Courts were instructing juries to find victims guilty if the victim had not tried to run away before fighting back against a criminal attack.

So the Legislature took action to restore the constitutional right of self-defense and created a specific, statutory right of immunity for people who defend themselves from attack.

That law prohibits arresting, detaining in custody, charging and prosecuting unless and until an investigation reveals there is probable cause to believe the act was not lawful self-defense.

But some prosecutors and judges didn't like it so they found a way to usurp the law and bypass the intent of the Legislature. 

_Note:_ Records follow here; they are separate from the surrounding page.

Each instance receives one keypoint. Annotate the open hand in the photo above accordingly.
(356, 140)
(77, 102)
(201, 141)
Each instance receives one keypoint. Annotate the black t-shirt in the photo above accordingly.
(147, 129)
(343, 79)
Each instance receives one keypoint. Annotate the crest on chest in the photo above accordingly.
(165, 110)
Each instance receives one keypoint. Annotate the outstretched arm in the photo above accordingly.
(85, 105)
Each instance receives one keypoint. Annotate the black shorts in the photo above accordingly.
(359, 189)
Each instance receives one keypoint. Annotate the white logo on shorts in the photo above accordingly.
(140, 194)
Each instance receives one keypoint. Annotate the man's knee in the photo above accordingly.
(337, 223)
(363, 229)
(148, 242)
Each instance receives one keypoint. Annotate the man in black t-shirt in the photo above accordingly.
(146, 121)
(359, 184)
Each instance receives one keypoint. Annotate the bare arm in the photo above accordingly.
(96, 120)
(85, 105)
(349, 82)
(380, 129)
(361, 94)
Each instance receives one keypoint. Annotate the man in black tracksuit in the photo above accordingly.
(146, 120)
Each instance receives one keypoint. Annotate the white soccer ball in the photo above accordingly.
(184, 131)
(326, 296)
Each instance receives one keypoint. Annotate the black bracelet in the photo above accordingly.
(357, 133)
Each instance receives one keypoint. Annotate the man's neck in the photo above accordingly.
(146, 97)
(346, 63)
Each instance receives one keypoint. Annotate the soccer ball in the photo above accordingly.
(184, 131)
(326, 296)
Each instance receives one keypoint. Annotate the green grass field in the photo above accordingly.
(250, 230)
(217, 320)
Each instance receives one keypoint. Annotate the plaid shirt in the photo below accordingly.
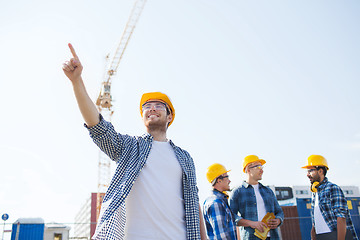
(131, 154)
(219, 220)
(332, 203)
(243, 201)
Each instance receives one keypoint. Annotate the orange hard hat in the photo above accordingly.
(157, 96)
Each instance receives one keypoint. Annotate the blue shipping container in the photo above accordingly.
(28, 229)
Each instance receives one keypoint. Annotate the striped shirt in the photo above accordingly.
(219, 220)
(333, 204)
(130, 153)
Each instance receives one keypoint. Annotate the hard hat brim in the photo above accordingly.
(262, 161)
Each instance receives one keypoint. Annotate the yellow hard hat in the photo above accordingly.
(157, 96)
(316, 160)
(214, 171)
(250, 159)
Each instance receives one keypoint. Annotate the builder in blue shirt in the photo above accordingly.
(329, 210)
(153, 193)
(252, 201)
(219, 220)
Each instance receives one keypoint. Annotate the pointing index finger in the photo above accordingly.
(73, 51)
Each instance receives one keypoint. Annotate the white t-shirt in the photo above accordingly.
(155, 205)
(260, 204)
(320, 224)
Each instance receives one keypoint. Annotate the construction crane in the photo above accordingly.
(104, 100)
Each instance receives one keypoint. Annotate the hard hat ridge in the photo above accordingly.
(160, 97)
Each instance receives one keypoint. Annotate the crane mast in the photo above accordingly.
(104, 100)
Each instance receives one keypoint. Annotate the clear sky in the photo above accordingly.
(279, 79)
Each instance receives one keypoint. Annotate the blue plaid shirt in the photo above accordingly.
(130, 154)
(243, 201)
(333, 204)
(219, 220)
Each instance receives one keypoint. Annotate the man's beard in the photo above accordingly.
(157, 125)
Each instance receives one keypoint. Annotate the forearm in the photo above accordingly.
(341, 228)
(313, 233)
(86, 105)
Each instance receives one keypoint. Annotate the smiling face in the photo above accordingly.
(223, 183)
(156, 115)
(313, 175)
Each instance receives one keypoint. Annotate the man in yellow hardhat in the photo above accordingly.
(153, 193)
(219, 220)
(253, 201)
(329, 211)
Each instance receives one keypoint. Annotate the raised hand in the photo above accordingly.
(73, 67)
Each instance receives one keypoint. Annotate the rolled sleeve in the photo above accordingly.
(106, 138)
(339, 204)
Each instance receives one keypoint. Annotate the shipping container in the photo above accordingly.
(28, 229)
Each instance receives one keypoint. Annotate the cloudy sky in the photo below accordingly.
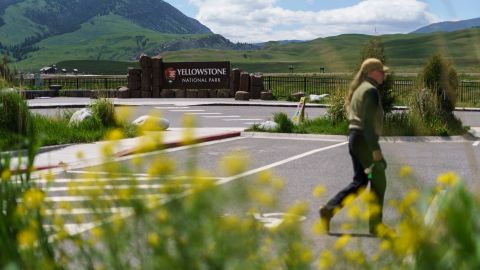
(264, 20)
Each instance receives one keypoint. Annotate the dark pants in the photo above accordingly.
(362, 158)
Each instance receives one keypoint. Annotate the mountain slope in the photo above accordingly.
(38, 19)
(448, 26)
(405, 53)
(110, 37)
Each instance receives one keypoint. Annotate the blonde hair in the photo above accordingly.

With no legislative authority, they created a special "Stand Your Ground" hearing and reversed the burden of proof from the state to the victim.   Through case law, they changed a legislative law they didn't like.

They effectively created the presumption of guilt for the exercise of self-defense.

After conspiring to create an extra hearing in self-defense cases, prosecutors are now  arguing that it would be ‘too much work for them' if  the State has the burden of proof in this additional hearing and they actually  have to prove their cases.
     
And in July, 2015, the majority of the Florida Supreme Court found that victims SHOULD have the burden of proof and prove they are "entitled to immunity provided by the Legislature."   It is an outrageous opinion.

Supreme Court Justice Charles Canady and Justice Ricky Poltson strongly objected and in dissenting opinion, Canady wrote that the majority opinion, "Substantially curtails the benefit of the immunity from trial conferred by the Legislature under the Stand Your Ground law."

Further, he wrote that the majority "cannot justify curtailing the immunity ..."And that this problem is a matter for the Legislature to resolve. 

In other words it's up to the Legislature to put it back.  This bill fixes it.  It places the burden of proof back on the state where it belongs.  And it restores the right of the presumption of innocence and the right of self-defense.